Au sens économique, ce sont malheureusement des pratiques rentables. « Bien que très peu de personnes deviennent effectivement des victimes, le coût opérationnel est très faible » précise le chercheur. « Cela fonctionne de la même manière que la fraude téléphonique et les numéros surtaxés ».

L’incertitude sur les sources d’informations a aussi tendance à amplifier ce phénomène. Dans cette ambiance assez anxiogène, on voit cela à travers la polémique sur la chloroquine. « Le doute qui plane sur ces informations est propice à faire de grandes campagnes de phishing, d’autant plus que l’idée que cela puisse être dangereux a du mal à passer ».

Comment s’en protéger ?

« Pour bien réagir et se protéger des attaques de phishing, c’est essentiellement une question de vigilance et de bon sens » annonce Hervé Debar. En ajoutant qu’une « bonne connaissance des fournisseurs et une bonne vision des stocks seraient la meilleure défense ». Pour les hôpitaux et centres de santé, le système institutionnel fait qu’ils connaissent leurs fournisseurs et savent où passer des commandes sûres.

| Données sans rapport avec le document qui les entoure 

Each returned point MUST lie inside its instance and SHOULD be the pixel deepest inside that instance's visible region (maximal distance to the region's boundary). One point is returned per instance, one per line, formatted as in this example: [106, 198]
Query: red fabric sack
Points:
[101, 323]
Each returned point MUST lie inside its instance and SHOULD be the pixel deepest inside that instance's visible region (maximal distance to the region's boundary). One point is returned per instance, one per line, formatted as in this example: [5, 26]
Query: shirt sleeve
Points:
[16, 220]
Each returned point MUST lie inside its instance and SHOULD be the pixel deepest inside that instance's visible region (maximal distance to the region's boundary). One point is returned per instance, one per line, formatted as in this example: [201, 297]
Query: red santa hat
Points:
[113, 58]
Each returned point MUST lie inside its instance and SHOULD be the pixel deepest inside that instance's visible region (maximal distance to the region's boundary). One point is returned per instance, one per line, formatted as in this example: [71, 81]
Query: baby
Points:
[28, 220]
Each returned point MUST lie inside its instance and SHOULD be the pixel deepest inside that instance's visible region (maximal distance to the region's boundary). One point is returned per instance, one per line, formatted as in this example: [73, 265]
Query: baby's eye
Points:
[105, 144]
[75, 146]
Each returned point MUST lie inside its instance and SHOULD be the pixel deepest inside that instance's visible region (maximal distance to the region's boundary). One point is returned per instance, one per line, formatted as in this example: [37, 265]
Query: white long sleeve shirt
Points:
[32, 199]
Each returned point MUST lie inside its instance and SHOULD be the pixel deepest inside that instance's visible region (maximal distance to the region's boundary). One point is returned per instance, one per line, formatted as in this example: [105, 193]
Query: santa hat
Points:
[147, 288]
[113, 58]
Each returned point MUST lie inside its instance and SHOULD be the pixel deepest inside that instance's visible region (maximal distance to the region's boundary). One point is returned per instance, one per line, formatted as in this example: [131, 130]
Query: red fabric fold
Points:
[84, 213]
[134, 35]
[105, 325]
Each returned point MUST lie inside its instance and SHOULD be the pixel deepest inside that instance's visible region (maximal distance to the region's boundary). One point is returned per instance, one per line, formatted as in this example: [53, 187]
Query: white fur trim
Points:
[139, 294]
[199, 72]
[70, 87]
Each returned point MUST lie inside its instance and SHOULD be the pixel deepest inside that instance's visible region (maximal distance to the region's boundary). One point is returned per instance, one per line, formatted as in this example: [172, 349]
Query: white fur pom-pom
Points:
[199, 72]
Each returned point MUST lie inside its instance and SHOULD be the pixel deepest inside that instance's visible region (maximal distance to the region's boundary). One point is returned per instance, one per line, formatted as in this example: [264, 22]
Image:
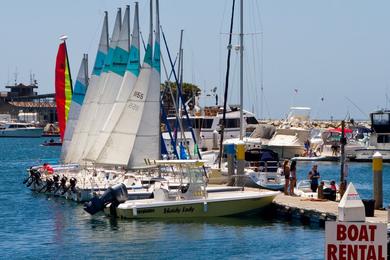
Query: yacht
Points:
[379, 139]
[206, 126]
[289, 138]
[14, 129]
[190, 200]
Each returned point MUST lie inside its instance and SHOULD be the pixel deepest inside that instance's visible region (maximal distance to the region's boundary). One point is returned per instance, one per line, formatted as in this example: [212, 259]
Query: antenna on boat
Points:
[63, 37]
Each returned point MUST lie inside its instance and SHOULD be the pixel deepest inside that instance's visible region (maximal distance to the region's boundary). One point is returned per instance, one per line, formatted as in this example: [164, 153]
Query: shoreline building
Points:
[23, 103]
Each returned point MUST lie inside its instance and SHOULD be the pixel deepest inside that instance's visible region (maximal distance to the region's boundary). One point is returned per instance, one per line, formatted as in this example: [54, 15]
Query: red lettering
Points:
[353, 232]
[371, 253]
[363, 236]
[341, 232]
[332, 250]
[352, 252]
[362, 251]
[372, 229]
[380, 251]
[342, 252]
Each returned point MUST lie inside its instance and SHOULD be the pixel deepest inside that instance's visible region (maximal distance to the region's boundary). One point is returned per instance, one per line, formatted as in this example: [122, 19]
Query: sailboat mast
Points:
[151, 24]
[86, 69]
[241, 69]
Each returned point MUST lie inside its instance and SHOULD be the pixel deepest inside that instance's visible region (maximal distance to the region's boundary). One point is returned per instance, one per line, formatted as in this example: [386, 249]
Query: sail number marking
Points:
[138, 95]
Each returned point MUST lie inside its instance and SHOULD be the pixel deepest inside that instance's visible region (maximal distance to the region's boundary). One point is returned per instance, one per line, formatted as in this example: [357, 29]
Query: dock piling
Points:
[377, 168]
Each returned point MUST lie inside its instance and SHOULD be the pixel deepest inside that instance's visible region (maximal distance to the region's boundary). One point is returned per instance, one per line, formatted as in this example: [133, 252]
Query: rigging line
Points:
[356, 106]
[226, 87]
[189, 124]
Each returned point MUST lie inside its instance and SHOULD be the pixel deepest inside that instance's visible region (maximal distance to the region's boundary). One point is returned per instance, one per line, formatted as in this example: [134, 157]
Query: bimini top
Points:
[194, 162]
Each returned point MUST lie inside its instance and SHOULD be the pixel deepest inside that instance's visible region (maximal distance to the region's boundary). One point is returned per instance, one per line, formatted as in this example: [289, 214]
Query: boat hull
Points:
[26, 133]
[195, 208]
[365, 155]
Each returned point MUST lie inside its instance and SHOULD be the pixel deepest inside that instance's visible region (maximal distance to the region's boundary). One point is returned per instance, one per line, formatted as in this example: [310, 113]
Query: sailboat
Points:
[103, 61]
[191, 199]
[119, 102]
[78, 96]
[63, 89]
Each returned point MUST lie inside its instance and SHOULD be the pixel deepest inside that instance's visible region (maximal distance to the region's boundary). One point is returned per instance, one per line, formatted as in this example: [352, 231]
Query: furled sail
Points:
[63, 86]
[129, 79]
[112, 86]
[147, 140]
[91, 92]
[133, 119]
[81, 142]
[78, 96]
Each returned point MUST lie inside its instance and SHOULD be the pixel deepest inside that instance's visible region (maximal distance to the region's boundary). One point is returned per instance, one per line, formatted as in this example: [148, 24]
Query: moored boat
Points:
[14, 129]
[190, 200]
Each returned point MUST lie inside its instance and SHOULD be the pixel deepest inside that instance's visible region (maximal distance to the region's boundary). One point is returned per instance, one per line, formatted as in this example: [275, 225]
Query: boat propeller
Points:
[115, 195]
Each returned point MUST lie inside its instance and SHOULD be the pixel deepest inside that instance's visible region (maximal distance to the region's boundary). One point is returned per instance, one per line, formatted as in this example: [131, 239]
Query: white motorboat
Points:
[206, 125]
[289, 138]
[190, 200]
[15, 129]
[379, 138]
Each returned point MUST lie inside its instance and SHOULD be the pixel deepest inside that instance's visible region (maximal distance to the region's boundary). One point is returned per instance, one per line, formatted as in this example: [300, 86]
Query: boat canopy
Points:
[196, 163]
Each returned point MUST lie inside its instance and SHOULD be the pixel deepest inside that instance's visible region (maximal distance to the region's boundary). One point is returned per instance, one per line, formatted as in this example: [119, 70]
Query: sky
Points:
[332, 56]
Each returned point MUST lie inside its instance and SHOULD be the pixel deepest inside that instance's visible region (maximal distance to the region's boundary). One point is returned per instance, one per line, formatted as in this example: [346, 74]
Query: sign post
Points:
[355, 240]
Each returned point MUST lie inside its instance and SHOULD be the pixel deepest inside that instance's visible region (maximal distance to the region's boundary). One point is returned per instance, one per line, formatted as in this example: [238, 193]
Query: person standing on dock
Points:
[286, 172]
[314, 176]
[293, 176]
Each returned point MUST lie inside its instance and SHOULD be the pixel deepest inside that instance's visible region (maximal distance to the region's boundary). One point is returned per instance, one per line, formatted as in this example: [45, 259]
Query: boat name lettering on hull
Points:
[143, 211]
[178, 210]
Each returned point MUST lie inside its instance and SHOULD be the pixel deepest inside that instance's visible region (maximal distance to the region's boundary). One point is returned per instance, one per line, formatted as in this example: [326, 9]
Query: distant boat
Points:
[20, 130]
[63, 86]
[51, 142]
[379, 138]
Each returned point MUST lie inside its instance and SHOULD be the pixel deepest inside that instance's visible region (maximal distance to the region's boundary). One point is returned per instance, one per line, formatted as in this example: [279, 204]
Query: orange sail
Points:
[63, 84]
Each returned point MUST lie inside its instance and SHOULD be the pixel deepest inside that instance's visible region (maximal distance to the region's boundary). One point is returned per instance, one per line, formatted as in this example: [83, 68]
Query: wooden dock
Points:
[311, 211]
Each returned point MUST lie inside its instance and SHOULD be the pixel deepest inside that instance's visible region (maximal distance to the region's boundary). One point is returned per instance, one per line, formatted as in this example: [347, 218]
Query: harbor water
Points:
[37, 226]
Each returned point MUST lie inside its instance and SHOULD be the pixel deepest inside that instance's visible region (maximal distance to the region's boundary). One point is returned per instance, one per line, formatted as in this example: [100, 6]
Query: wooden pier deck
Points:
[313, 211]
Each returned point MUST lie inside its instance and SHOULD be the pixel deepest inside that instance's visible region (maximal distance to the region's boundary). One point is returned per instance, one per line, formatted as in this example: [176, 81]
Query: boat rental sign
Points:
[355, 240]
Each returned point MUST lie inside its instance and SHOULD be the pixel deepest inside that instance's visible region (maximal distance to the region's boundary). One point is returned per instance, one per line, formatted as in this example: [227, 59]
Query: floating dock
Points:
[310, 211]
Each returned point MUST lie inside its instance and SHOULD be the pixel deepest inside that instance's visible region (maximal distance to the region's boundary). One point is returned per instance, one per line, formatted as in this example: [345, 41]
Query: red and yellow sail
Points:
[63, 84]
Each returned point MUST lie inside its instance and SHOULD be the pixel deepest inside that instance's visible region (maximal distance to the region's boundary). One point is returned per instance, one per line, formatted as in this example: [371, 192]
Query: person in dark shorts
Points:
[286, 172]
[314, 176]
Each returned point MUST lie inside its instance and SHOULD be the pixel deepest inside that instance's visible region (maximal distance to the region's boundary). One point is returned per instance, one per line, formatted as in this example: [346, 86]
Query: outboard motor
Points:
[35, 176]
[47, 186]
[63, 185]
[329, 194]
[60, 184]
[115, 195]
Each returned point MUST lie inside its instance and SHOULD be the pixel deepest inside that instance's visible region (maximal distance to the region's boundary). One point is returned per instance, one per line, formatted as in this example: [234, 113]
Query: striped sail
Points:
[81, 142]
[112, 86]
[78, 96]
[141, 112]
[63, 86]
[129, 79]
[92, 89]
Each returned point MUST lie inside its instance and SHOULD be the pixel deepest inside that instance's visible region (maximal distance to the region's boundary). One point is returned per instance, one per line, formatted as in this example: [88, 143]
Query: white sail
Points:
[112, 85]
[147, 139]
[129, 80]
[139, 121]
[77, 154]
[92, 89]
[78, 96]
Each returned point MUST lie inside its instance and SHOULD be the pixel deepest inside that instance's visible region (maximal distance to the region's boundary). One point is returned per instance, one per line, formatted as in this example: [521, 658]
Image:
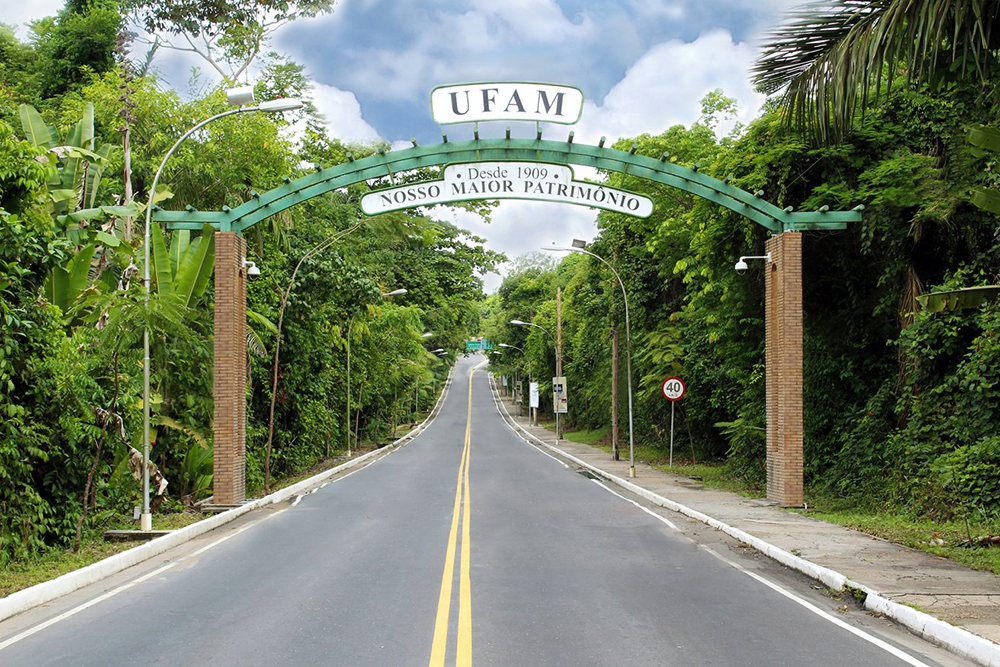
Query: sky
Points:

« Il faut aussi se dire que ces produits répondent à un certain niveau de qualité » ajoute Hervé Debar. « Il serait surprenant que des personnes puissent en produire comme par magie. On sait qu’il y a un manque important aujourd’hui, et si les gouvernements peinent à s’en procurer, cela ne devrait pas être plus facile pour les particuliers ».

L’informatique facilite les questions logistiques dans les centres de santé, par exemple les stocks ou le transport des patients, et il est important que ces établissements puissent continuer à communiquer. Il peut donc y avoir des attaques, notamment des délits de services visant à saturer les réseaux. « Il y a eu des délits de service sur les hôpitaux de l’APHP, qui ont effectivement été bloqués. Cela peut sembler une bonne idée de limiter les connexions extérieures et l’utilisation de la bande passante ».